Abstract: Josh Bersin, world class industry analyst & founder of Bersin by Deloitte cited Diversity & Inclusion as one of the hottest topics for 2019 technology companies. Through this presentation, we will uncover what diversity & inclusion really means, why it matters and what strategies can be used to foster inclusion. We will explore some case studies showing best practices and listen to a testimonial from a person living with a disability. Students will learn the ways diversity and
inclusion is protected under the Ontario Human Rights Code, participate in a rich discussion on common misconceptions and leave with a deepened understanding on how the technology sector can leverage diversity to become a more successful industry as a whole.

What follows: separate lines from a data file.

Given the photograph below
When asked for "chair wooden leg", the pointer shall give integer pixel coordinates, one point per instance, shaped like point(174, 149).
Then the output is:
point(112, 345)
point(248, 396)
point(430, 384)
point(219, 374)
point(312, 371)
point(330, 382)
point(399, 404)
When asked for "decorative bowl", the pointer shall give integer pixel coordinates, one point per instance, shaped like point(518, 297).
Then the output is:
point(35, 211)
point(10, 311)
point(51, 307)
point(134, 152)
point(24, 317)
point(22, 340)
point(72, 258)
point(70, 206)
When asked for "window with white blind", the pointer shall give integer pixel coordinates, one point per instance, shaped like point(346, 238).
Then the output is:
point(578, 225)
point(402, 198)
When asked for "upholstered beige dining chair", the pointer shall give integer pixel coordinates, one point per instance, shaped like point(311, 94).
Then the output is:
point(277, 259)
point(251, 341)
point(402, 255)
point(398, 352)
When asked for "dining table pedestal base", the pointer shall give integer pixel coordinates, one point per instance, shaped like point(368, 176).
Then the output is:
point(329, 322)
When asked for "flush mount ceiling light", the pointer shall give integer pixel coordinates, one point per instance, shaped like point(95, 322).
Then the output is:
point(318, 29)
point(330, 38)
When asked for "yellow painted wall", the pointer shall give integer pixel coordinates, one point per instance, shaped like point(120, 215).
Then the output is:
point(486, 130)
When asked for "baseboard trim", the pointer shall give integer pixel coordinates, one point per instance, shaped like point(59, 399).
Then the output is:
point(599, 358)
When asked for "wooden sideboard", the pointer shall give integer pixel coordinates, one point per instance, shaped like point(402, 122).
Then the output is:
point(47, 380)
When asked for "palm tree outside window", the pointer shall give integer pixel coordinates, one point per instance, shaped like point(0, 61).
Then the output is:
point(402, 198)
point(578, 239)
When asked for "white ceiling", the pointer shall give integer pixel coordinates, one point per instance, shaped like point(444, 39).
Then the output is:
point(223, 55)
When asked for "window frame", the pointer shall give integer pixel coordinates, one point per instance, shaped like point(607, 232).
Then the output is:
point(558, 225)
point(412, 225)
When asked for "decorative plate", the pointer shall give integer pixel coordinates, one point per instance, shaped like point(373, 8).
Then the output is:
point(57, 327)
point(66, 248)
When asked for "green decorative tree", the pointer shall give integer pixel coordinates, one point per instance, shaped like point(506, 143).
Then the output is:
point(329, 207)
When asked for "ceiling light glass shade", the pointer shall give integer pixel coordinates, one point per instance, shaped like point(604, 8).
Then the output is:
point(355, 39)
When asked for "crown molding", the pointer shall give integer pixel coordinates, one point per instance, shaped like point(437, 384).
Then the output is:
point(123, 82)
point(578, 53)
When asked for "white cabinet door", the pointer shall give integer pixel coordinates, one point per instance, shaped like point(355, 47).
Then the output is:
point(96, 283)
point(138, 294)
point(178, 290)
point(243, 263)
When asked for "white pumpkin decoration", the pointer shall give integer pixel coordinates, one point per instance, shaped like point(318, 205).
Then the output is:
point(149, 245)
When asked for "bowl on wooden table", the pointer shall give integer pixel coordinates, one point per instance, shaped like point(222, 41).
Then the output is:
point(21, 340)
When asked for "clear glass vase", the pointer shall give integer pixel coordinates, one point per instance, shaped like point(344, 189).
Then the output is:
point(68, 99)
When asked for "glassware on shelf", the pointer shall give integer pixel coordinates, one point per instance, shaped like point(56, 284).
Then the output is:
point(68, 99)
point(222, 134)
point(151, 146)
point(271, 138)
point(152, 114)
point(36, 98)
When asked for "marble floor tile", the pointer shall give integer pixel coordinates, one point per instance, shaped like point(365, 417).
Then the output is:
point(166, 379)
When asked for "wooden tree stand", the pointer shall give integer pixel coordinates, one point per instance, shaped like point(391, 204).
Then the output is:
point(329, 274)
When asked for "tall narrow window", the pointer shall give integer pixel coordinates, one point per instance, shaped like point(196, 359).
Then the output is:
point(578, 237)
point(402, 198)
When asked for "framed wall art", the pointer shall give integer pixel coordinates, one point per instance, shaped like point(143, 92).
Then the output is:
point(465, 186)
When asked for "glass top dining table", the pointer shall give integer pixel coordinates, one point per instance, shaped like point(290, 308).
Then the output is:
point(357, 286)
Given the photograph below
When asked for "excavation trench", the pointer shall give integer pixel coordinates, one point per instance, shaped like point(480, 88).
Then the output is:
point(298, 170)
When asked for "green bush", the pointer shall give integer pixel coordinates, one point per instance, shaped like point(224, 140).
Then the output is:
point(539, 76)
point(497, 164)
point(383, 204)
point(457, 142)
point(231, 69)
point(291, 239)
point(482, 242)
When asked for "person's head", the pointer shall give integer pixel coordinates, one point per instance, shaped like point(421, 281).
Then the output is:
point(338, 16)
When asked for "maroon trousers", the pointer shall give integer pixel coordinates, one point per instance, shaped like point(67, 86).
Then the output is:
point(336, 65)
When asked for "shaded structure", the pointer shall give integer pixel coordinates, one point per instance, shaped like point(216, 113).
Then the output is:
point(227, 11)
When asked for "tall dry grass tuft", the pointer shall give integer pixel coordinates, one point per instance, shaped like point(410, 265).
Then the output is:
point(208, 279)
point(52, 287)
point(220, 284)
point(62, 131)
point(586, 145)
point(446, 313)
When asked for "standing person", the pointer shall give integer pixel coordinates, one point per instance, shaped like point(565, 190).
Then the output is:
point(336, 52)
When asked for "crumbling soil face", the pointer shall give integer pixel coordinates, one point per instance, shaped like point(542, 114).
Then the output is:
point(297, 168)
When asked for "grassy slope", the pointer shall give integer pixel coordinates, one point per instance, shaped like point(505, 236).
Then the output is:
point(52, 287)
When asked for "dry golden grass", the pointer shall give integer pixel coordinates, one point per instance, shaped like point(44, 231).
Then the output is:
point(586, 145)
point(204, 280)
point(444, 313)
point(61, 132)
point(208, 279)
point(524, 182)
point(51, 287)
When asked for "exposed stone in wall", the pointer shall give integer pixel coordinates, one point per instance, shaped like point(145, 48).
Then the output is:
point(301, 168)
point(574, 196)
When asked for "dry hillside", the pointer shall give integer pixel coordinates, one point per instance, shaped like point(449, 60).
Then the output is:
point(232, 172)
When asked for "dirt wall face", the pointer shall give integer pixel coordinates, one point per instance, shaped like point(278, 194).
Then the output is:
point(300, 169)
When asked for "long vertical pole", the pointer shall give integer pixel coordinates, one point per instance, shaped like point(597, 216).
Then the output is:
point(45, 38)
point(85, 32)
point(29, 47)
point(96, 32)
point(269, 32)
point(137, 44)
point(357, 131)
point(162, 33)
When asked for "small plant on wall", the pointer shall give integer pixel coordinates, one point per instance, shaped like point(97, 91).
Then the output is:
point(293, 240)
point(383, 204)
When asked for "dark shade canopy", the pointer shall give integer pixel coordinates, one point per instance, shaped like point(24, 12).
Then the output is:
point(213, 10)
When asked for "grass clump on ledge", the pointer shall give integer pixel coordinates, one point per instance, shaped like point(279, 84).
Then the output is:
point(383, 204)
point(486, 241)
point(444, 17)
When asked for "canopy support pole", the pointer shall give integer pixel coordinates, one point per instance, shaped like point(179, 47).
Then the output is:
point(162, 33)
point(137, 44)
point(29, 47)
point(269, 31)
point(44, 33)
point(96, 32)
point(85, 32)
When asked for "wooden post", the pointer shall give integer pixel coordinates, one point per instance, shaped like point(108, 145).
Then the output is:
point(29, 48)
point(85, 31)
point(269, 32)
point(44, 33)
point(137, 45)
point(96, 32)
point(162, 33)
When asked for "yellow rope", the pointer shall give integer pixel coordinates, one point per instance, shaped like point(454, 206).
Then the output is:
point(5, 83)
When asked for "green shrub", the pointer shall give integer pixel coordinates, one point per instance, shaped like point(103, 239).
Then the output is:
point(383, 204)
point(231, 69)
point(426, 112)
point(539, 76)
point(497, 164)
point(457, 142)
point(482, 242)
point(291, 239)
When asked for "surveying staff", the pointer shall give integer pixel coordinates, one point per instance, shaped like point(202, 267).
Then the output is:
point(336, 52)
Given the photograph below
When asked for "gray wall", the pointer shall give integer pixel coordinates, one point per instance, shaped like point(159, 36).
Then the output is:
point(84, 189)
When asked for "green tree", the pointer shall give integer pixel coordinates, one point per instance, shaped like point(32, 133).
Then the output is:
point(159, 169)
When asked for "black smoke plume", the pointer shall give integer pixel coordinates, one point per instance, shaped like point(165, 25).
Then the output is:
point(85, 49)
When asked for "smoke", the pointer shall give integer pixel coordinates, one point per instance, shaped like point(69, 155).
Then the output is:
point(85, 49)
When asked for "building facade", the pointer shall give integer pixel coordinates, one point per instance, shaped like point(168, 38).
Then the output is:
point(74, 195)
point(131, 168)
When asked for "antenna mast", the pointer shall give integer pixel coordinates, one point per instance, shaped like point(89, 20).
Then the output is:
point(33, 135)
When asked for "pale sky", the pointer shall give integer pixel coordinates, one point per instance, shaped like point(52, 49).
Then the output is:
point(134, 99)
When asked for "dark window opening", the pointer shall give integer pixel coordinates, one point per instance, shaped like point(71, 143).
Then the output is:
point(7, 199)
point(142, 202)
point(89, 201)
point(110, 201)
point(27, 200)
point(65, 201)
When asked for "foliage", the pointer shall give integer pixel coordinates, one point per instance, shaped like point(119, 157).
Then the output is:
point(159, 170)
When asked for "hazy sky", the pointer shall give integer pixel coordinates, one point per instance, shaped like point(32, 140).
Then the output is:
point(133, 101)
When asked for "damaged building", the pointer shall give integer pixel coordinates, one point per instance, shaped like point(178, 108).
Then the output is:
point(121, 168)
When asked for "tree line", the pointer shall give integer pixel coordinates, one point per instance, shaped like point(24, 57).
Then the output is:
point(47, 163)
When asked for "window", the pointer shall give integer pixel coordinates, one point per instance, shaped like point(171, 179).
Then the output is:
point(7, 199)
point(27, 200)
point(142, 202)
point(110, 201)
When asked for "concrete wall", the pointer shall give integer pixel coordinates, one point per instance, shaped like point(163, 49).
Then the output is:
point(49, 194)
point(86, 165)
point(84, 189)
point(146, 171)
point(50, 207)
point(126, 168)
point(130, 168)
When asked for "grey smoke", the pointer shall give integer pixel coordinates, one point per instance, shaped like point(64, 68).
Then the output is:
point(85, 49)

Biography: Aislin is a Certified Professional Consultant on Aging with 12 years of experience executing accessible & inclusive customer experience solutions within the public sector. Presently, Aislin is the Principal Consultant and founder of O’Hara & Associates Consulting, which helps businesses prepare for the demographic shift in our population by providing age-friendly strategies and advice on designing accessible & inclusive solutions. Most recently, Aislin was the Project Lead – Customer Experience for TTC Wheel-Trans, the 3rd largest specialized transit agency in North America, whose customer base is vastly comprised of seniors and persons with disabilities. Aislin was responsible for designing and implementing various accessible, diverse & inclusive customer facing initiatives for the Wheel-Trans Transformation Program. Aislin’s work on accessible customer service design was recently published in the Journal of the Transportation Research Board and was recently presented at the January 2019 Washington conference.